When it came time to depart, they departed. Hang the girls! They trailed along after as fast as they could.

The waterbuck-a fine large beast about the size of our caribou, a well-conditioned buck resembling in form and attitude the finest of Landseer's stags-on the other hand, had a little more sense of responsibility, when he had anything to do with the sex at all. He was hardly what you might call a strictly domestic character. I have hunted through a country for several days at a time without seeing a single mature buck of this species, although there were plenty of does, in herds of ten to fifty, with a few infants among them just sprouting horns. Then finally, in some small grassy valley, I would come on the Men's Club. There they were, ten, twenty, three dozen of them, having the finest kind of an untramelled masculine time all by themselves. Generally, however, I will say for them, they took care of their own peoples. There would quite likely be one big old fellow, his harem of varying numbers, and the younger subordinate bucks all together in a happy family. When some one of the lot announced that something was about, and they had all lined up to stare in the suspected direction, the big buck was there in the foreground of inquiry. When finally they made me out, it was generally the big buck who gave the signal. He went first, to be sure, but his going first was evidently an act of leadership, and not merely a disgraceful desire to get away before the rest did.

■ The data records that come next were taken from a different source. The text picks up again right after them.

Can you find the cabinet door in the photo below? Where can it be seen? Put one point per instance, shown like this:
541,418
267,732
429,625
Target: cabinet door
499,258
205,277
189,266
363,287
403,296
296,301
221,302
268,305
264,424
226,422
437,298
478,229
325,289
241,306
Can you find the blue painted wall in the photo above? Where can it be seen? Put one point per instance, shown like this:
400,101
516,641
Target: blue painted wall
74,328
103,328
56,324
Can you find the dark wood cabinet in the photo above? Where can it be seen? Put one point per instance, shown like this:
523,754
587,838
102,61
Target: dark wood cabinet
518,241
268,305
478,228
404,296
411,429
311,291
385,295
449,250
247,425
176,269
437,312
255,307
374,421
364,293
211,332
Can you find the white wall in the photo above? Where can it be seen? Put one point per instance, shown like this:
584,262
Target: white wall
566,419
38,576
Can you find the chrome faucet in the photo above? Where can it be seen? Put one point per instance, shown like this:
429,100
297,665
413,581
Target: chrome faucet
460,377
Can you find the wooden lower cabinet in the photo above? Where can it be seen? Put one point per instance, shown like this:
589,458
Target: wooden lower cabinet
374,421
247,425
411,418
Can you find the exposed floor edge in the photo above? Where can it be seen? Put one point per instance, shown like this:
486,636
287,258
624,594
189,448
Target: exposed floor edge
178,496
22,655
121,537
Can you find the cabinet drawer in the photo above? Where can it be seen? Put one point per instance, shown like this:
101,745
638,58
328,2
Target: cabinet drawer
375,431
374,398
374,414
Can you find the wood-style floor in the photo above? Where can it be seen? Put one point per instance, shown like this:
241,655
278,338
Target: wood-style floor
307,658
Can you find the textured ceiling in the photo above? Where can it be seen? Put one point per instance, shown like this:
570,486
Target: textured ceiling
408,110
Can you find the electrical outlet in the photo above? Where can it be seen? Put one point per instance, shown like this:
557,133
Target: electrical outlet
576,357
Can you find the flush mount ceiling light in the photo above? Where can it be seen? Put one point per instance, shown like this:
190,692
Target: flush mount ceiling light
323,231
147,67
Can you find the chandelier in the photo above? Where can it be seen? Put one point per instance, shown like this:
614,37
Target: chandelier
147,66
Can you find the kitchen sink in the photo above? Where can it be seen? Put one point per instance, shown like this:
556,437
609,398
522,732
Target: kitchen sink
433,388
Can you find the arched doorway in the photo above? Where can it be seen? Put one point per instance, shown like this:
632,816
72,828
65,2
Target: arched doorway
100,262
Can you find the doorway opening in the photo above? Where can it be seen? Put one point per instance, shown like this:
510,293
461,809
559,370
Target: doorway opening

But the waterbuck had to yield in turn to the plains gazelles; especially to the Thompson's gazelle, familiarly-and affectionately-known as the "Tommy." He is a quaint little chap, standing only a foot and a half tall at the shoulder, fawn colour on top, white beneath, with a black, horizontal stripe on his side, like a chipmunk, most lightly and gracefully built. When he was first made, somebody told him that unless he did something characteristic, like waggling his little tail, he was likely to be mistaken by the undiscriminating for his bigger cousin, the Grant's gazelle. He has waggled his tail ever since, and so is almost never mistaken for a Grant's gazelle, even by the undiscriminating. Evidently his religion is Mohammedan, for he always has a great many wives. He takes good care of them, however. When danger appears, even when danger threatens, he is the last to leave the field. Here and there he dashes frantically, seeing that the women and children get off. And when the herd tops the hill, Tommy's little horns bring up the rear of the procession. I like Tommy. He is a cheerful, gallant, quaint little person, with the air of being quite satisfied with his own solution of this complicated world.